Here, we identify six cannabis cultivation trends over these past five years that may well provide an insight into what the next five years could hold.
1. More large and small cultivators, but fewer mid-size growers
The share of enterprises cultivating more than 80,000 square feet of cannabis jumped from around 7 percent in 2016 to 18 percent in 2021, while those with between 50,000 – 80,000 square feet of production went from 3 percent market share to 7 percent.
But it’s not just large operators that are doing well. The marijuana cultivation industry is growing rapidly with new entrants trying their luck as growers, which means small operators are also on the increase. Cannabis farms with less than 5,000 square feet shot up by 5 percent between 2016 and 2021 from 34 percent to 39 percent.
The number of mid-size growers, however, decreased significantly.

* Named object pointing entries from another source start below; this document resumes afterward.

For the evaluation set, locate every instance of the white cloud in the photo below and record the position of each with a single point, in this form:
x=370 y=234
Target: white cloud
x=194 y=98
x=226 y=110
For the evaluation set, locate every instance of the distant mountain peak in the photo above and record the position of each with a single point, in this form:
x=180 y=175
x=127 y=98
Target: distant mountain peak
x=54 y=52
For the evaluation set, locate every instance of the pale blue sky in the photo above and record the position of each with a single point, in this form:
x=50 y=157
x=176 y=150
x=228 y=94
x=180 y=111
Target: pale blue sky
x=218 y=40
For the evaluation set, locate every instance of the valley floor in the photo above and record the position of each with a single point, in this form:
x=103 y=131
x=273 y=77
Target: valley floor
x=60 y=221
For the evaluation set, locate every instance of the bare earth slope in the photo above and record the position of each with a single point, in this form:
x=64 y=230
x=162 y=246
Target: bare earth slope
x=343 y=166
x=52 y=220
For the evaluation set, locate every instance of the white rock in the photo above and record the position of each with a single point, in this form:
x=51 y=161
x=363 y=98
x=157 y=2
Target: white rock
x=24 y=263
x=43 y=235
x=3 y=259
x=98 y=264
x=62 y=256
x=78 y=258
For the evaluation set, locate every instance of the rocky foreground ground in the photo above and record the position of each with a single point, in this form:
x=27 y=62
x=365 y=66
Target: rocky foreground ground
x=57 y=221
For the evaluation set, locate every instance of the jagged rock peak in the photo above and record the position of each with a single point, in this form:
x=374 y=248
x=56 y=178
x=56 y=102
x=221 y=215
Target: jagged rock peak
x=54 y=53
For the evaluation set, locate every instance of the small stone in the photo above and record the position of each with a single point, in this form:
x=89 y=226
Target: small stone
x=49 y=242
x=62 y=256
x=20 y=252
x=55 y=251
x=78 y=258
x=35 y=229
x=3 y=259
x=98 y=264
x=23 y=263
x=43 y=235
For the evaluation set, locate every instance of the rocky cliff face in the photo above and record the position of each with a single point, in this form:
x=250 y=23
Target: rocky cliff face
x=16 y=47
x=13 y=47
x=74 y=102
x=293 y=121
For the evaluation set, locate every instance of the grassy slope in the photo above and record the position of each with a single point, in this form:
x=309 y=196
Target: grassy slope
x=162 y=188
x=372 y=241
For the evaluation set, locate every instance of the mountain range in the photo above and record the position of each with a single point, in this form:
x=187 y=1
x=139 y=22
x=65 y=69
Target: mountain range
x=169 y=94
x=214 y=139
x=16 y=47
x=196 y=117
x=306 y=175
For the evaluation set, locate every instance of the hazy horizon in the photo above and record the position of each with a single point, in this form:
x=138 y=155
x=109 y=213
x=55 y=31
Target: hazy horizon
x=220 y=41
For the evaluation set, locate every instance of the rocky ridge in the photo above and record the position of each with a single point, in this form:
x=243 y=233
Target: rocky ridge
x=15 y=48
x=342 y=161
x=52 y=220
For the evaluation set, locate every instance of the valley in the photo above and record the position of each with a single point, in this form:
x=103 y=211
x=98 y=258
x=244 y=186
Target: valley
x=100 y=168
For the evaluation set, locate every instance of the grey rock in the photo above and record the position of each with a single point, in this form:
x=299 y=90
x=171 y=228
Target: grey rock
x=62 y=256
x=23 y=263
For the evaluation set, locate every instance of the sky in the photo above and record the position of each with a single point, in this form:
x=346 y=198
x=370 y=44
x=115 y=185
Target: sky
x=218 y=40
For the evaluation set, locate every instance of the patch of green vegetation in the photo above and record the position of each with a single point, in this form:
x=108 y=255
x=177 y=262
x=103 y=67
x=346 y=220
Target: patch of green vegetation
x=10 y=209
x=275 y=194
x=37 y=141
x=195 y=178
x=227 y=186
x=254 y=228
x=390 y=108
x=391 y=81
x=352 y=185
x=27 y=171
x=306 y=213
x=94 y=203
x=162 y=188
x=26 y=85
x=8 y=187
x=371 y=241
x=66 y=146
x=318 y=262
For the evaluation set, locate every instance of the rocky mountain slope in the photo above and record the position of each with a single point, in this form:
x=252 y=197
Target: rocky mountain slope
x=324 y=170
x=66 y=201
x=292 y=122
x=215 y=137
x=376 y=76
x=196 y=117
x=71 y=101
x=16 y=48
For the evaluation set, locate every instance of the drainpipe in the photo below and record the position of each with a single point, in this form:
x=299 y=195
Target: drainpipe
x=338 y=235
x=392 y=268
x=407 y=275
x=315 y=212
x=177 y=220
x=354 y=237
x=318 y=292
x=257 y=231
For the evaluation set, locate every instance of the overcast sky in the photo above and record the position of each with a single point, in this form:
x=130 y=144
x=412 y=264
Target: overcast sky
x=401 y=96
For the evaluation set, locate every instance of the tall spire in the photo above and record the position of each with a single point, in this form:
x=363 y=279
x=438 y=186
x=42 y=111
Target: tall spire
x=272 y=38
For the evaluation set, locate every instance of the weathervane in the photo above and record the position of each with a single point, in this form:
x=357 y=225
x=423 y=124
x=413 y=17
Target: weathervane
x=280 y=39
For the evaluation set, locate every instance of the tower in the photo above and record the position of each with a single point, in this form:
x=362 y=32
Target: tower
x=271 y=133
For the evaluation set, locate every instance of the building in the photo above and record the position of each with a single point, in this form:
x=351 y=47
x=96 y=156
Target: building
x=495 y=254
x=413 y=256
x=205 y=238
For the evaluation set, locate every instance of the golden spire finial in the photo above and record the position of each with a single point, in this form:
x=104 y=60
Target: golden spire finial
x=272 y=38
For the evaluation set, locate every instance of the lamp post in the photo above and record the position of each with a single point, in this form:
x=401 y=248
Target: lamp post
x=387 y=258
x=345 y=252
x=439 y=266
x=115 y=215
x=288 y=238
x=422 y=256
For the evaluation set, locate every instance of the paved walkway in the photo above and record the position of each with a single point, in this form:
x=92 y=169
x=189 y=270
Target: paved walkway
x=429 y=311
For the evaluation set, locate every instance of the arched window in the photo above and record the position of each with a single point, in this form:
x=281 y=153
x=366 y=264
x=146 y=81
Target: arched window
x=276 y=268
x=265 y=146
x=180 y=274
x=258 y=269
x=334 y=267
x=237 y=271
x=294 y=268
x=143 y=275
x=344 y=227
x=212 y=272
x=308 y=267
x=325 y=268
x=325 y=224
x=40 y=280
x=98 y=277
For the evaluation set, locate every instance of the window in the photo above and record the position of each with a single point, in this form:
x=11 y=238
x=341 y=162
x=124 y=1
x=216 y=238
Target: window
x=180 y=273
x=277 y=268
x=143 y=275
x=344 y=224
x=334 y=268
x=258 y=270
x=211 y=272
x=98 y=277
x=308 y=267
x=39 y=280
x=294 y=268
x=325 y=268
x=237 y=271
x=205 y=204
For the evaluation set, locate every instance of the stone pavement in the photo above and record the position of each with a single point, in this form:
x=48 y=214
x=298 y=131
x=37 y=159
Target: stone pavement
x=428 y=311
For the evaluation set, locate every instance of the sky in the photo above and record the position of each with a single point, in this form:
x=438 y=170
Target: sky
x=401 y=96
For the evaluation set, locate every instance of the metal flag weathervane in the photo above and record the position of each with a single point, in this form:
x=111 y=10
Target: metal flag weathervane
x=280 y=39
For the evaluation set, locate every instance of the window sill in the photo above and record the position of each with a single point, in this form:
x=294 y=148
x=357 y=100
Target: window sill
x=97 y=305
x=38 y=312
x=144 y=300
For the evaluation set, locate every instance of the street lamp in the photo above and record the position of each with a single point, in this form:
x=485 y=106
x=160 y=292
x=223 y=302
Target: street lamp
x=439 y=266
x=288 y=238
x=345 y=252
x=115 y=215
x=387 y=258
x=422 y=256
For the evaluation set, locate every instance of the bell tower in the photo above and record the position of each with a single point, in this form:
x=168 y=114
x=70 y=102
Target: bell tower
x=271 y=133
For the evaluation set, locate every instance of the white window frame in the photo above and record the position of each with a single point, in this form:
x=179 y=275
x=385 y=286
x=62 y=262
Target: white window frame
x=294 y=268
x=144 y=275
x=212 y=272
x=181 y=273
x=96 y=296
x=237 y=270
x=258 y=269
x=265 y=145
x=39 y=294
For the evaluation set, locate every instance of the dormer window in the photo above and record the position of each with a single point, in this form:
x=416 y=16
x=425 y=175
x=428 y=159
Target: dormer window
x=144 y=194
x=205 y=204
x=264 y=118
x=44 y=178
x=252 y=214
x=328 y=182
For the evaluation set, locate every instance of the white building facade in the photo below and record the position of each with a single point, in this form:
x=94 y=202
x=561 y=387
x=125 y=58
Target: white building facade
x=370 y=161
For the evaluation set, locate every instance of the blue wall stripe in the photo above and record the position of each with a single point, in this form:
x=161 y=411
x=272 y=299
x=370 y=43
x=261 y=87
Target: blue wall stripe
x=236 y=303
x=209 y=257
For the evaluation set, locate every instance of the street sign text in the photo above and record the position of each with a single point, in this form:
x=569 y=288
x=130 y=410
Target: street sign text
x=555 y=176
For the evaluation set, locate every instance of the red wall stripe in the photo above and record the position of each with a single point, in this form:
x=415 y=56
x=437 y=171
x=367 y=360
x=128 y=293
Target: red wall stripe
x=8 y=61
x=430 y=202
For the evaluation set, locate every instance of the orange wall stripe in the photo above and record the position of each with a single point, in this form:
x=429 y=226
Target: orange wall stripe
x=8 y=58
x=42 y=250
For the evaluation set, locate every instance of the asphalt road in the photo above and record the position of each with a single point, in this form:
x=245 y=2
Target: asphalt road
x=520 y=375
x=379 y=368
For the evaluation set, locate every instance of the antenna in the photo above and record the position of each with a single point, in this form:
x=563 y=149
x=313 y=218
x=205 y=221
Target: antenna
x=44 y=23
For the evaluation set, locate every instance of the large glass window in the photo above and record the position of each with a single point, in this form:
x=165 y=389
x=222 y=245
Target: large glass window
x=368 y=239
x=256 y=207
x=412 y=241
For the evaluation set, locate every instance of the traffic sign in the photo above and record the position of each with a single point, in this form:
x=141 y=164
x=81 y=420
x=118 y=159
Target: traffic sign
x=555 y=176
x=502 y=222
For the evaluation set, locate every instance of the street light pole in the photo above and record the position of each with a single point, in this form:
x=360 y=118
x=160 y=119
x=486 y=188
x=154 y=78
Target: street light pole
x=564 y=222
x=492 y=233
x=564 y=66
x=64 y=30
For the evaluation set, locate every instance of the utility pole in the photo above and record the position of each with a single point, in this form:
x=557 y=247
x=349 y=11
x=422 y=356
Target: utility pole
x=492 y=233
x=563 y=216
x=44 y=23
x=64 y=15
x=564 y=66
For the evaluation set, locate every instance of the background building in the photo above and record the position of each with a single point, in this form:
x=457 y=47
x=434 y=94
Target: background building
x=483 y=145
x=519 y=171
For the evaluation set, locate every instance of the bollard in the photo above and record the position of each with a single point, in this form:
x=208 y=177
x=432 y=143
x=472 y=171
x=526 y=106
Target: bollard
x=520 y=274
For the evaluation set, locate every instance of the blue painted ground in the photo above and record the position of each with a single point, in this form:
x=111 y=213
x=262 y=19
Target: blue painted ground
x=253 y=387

The number of operators cultivating anywhere between 5,000 and 79,999 square feet of marijuana fell by 20 percent in the past five years.
2. Small growers are still dominant
Though large cannabis cultivators appear to be consolidating their position in the market, small growers continue to be dominant.
In 2016, 58 percent of marijuana cultivators grew on less than 10,000 square feet of space. Today, it’s around 52 percent.
The trend leans towards larger growers, but small cannabis cultivators still punch above their weight for now.
3. Majority of growers operate just one facility
The number of growers operating one facility dropped from 66 percent in 2016 to 63 percent in 2021. This marginal decrease is reflected in the slight increases in the number of cultivators operating two, three or four grow sites which each jumped one or two percentage points.
The largest facilities with five or more grow sites remained unchanged at 6 percent.
It appears then that the number of facilities that marijuana cultivators operate is relatively stable for now.
4. Cannabis production area is on the increase
While the number of facilities operated by a marijuana cultivator hasn’t changed a great deal, the average production area is increasing.
In 2016, the median cultivation area size was 25,600 square feet. Now, it’s 33,900 square feet.
Though the number of small cultivators grew over this time, the expansion of larger operators has driven this increase. The number of cultivation sites with a cannabis production area of more than 50,000 square feet grew by 15 percent between 2016 and 2021.
5. Majority of growers plan to add new cultivation spaces
Every business needs to grow, and this seems to be especially so in the rapidly expanding cannabis cultivation industry.
Almost three-quarters (73 percent) reported they would add indoor, outdoor or greenhouse spaces to their facilities in the next two years.
6. Majority of cultivators manage part of their supply chain, and this is set to increase
As well as growing cannabis, 44 percent of cultivators extract and/or process marijuana, while 27 percent also manage a retail dispensary.
Vertical integration can help with product quality and may allow growers to determine their own price point, so it’s perhaps no surprise that 26 percent of cultivators plan on starting a retail business in the next 18 months, while 16 percent want to start extracting and processing their own product within the same timeframe.